I am locking to invest in a 2 bay NAS a Synology. now to the HDD. I now that the best is a NAS drive but what would you recommend
I heard the 4TB ones had "issues", so I'm slowly replacing my 3's with 6's as funds allow. ( 2 down, 14 to go! )
I've got three WD 4TB Red's and they've been fine for me. One is sat in a Synology NAS at the moment. I had a couple 2TB Greens in a NAS for a while and they were fine. I think the Seagate NAS drives are cheaper than WD so worth a look.
Hi @Sky_wolf! I have 4x2TB WD Red drives in my NAS, so I'd suggest them as well. As for the NAS drives, I absolutely agree with you - they are the best option for NAS devices because of their firmware. They are optimized to use less power, cause less vibration and a specific build-in feature called TLER, which stops the hard drive from entering into a deep recovery cycle. For instance, a desktop drive will try, try and try again to get your data back if a sector's not reading properly and this will result in timeouts, etc. A NAS not be dropped from a RAID array since it will enter in deep recovery cycle to attempt to repair the error, recover the data from the problematic area, and then reallocate a dedicated area to replace the problematic area. Hope this helps and have awesome Holidays!
I have a deep, deep dislike of WD hard drives in general, but especially their more targeted drives. I've seen so, so many Reds fail and take all the data with them. It's similar with Seagate HDDs, though they seem to have got better recently. I'd personally recommend Toshiba drives. After seeing hundreds of them go past, their failure rate is much lower.
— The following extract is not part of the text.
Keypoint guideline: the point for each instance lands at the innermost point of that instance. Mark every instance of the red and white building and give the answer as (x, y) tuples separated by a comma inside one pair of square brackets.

Man who works for Western Digital in recommends Western Digital products shock! Film at 11! I'll just chime in here with my usual recommendation of splitting your NAS between models at worst and manufacturers at best. There have been cases in the past of manufacturing or firmware faults which take drives out in bulk; I was still a sysadmin when a bunch of Seagate drives were found to have a firmware bug which completely killed the drives when they hit X number of power-on hours. Lots of very angry people with RAID arrays that were now completely empty 'cos the drives all failed at once. Not a happy time. Split your NAS between manufacturers: get one WD and one Toshiba, or whichever brands you like. Also, make sure you've got a tested backup plan in place: 'cos (say it with me, now) RAID is not a backup.